Также старик предупредил, чтобы она держалась в тени, и пожелал ей как можно скорее найти укрытие. Город огромный, но это не значит, что в нем легко затеряться, наоборот, разгуливающая молодая девица у всех, как на ладони, просматривается из любой дыры.

Осторожно она перебралась через очередную кучу мусора, состоящую из строительного шлака, остановилась возле приземистого одноэтажного здания. Оно было исчерчено похабными надписями и пошлыми рисунками. Эва скривилась от отвращения. Ее интересовало не народное творчество местного населения, а проржавевшая металлическая штука на крыше в виде надкусанного яблока. Возможно, когда-то здесь угощали этими чудесными плодами?!

Эва мечтательно прикрыла глаза, вспоминая свежеть, кислинку и хруст фрукта, отчаянно простонала, понимая, что еще немного, и ее желудок начнет переваривать сам себя.

Где-то в стороне промелькнул хвост. Эва замерла в оборонительной позе, вытянув перед собой палку. Но зверь либо сам боялся, либо ждал удачного момента, чтобы напасть. Сделать следующий шаг оказалось непросто, напряжение сковало, дыхание стало отрывистым и частым. Адреналин, разгоняющий кровь, помог согреться.

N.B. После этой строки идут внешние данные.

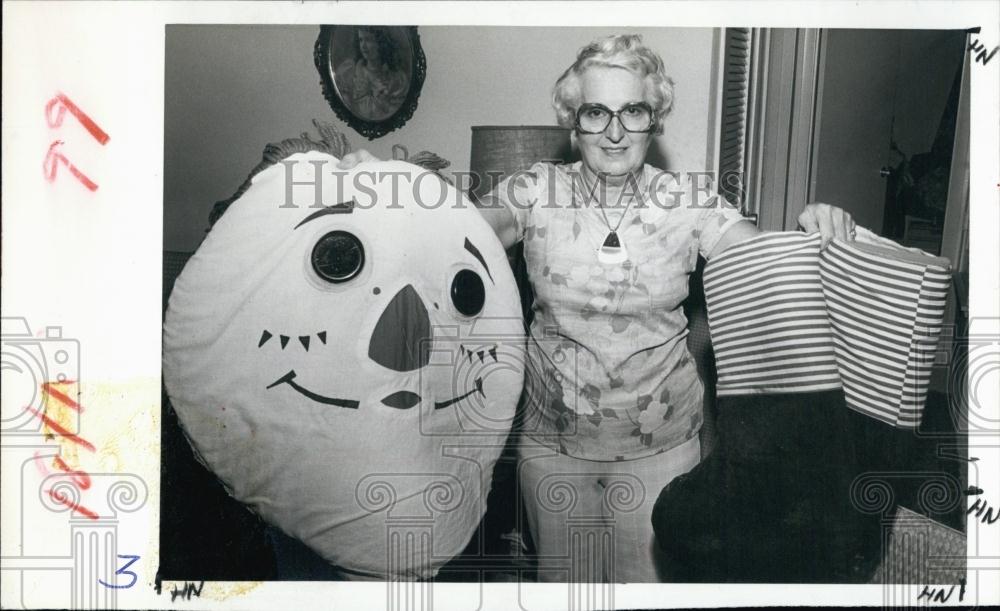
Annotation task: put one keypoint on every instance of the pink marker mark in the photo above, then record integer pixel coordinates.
(51, 164)
(65, 104)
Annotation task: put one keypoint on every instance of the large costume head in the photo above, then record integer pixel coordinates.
(350, 367)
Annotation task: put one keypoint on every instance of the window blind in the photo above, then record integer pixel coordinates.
(735, 113)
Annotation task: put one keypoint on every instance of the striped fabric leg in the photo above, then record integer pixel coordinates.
(772, 503)
(886, 305)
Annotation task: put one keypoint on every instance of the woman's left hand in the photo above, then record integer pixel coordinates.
(830, 221)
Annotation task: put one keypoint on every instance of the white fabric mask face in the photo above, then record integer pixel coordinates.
(338, 368)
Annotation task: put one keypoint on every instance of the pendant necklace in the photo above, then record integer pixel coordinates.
(612, 251)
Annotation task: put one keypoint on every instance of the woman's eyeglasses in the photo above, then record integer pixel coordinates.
(595, 118)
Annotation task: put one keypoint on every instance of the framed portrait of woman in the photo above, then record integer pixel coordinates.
(371, 74)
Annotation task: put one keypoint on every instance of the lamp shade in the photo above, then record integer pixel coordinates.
(501, 150)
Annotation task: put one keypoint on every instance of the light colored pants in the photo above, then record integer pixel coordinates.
(590, 520)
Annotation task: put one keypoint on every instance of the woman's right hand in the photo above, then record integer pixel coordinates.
(352, 159)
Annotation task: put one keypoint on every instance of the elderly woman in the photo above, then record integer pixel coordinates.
(613, 399)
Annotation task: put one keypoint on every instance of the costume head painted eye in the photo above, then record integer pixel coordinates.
(468, 294)
(342, 365)
(338, 256)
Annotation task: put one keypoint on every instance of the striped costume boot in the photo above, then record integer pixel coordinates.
(773, 502)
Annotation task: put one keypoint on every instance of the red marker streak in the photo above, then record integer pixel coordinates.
(74, 506)
(66, 104)
(82, 478)
(61, 431)
(51, 164)
(61, 397)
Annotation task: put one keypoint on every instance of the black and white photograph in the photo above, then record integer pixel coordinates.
(530, 305)
(371, 75)
(722, 366)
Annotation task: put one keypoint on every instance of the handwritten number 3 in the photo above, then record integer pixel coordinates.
(123, 571)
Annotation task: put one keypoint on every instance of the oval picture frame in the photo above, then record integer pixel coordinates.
(371, 75)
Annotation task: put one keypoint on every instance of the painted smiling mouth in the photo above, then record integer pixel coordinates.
(289, 378)
(402, 399)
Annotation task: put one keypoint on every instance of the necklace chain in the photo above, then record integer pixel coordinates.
(590, 200)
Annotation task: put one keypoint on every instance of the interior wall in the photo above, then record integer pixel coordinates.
(878, 83)
(230, 90)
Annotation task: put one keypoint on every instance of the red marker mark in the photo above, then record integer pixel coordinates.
(52, 424)
(74, 506)
(66, 104)
(50, 165)
(61, 397)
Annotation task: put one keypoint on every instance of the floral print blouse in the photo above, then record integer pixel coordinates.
(609, 376)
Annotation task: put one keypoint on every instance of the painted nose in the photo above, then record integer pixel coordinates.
(402, 337)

Продолжив путь, она оказалась на рухнувшем мосту. Конструкция впечатляла своим размахом. Возможно, когда-то он соединял одну часть города с другой. Эва даже представила, как огромный, величественный мост возвышается над пропастью или рекой, она изучила взглядом огромную яму, в которой валялись ржавые опоры и детали, утверждая свою догадку. Да, там наверняка была вода.

Она выдохнула, поражаясь умению древних людей делать что-то подобное. Конечно, в Церебруме тоже были впечатляющие постройки, но они не вызывали того благоговейного трепета, как эти руины. Почему? Она не понимала. Но знала точно, этот мир ей нравится больше, чем верхний.

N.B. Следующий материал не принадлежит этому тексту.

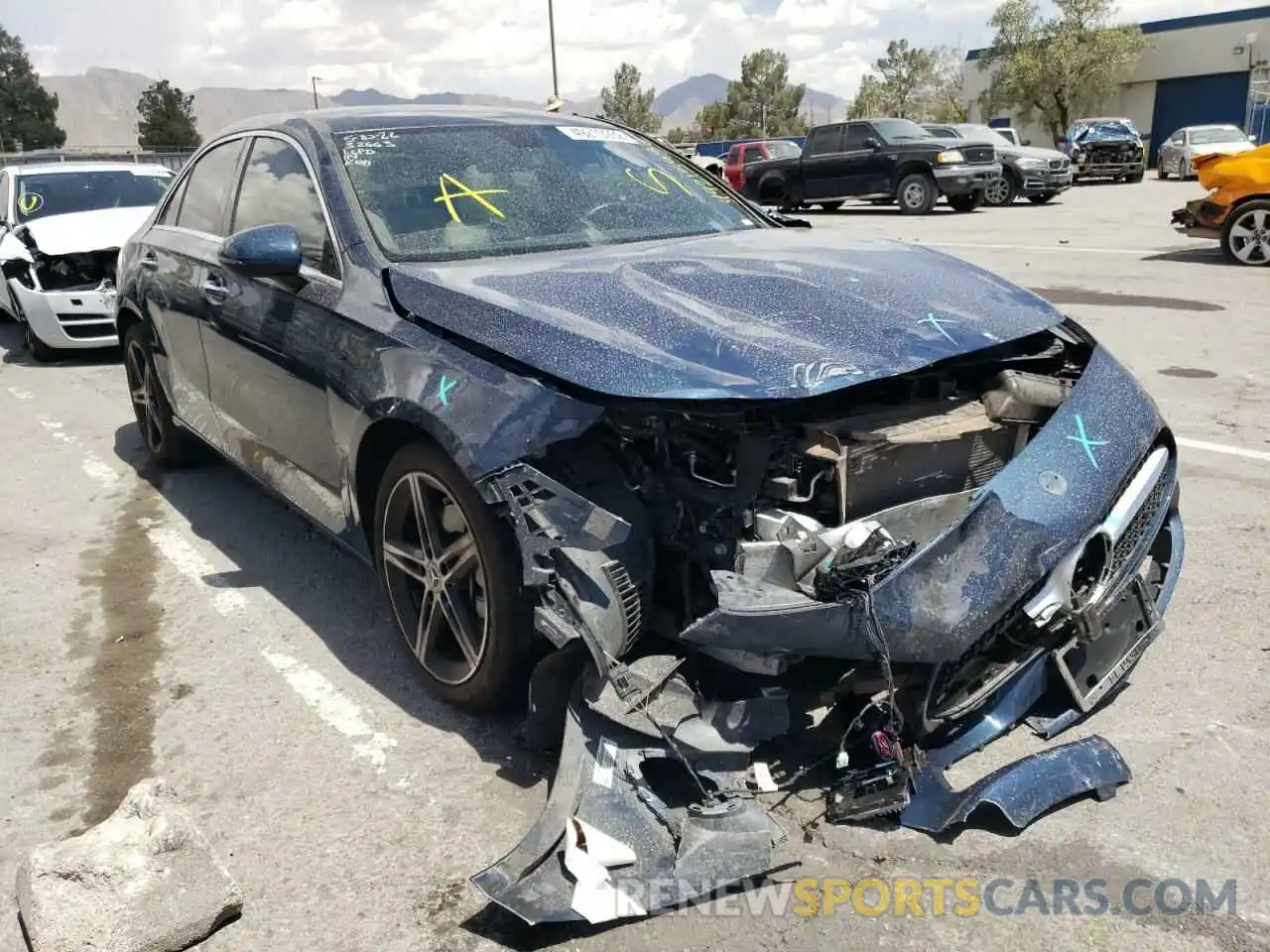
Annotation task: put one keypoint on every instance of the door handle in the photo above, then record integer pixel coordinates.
(214, 293)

Не видя необходимости перехода, она свернула в совсем узкий проем, наступив на что-то острое, поморщилась, но даже не удосужилась посмотреть. Все ее внимание занимали темные прорехи. Множество пустых оконных проемов, казалось, хранили в своей темноте чудищ. Древних и таких же уродливых, как лик самого города. И если чуть потерять бдительность, они выпустят свои длиннющие лапы, чтобы схватить, разорвать и поглотить глупого путника.

За тяжелыми размышлениями Эванжелина не сразу поняла, что отчетливо услышала голоса. Спорящие, крикливые и бранящиеся на все лады. Они так неожиданно оглушили, что она замерла, не понимая, что ей делать дальше. Ее стало одолевать беспокойство, и она заколебалась. И когда уже была готова развернуться и уйти, почувствовала запах еды.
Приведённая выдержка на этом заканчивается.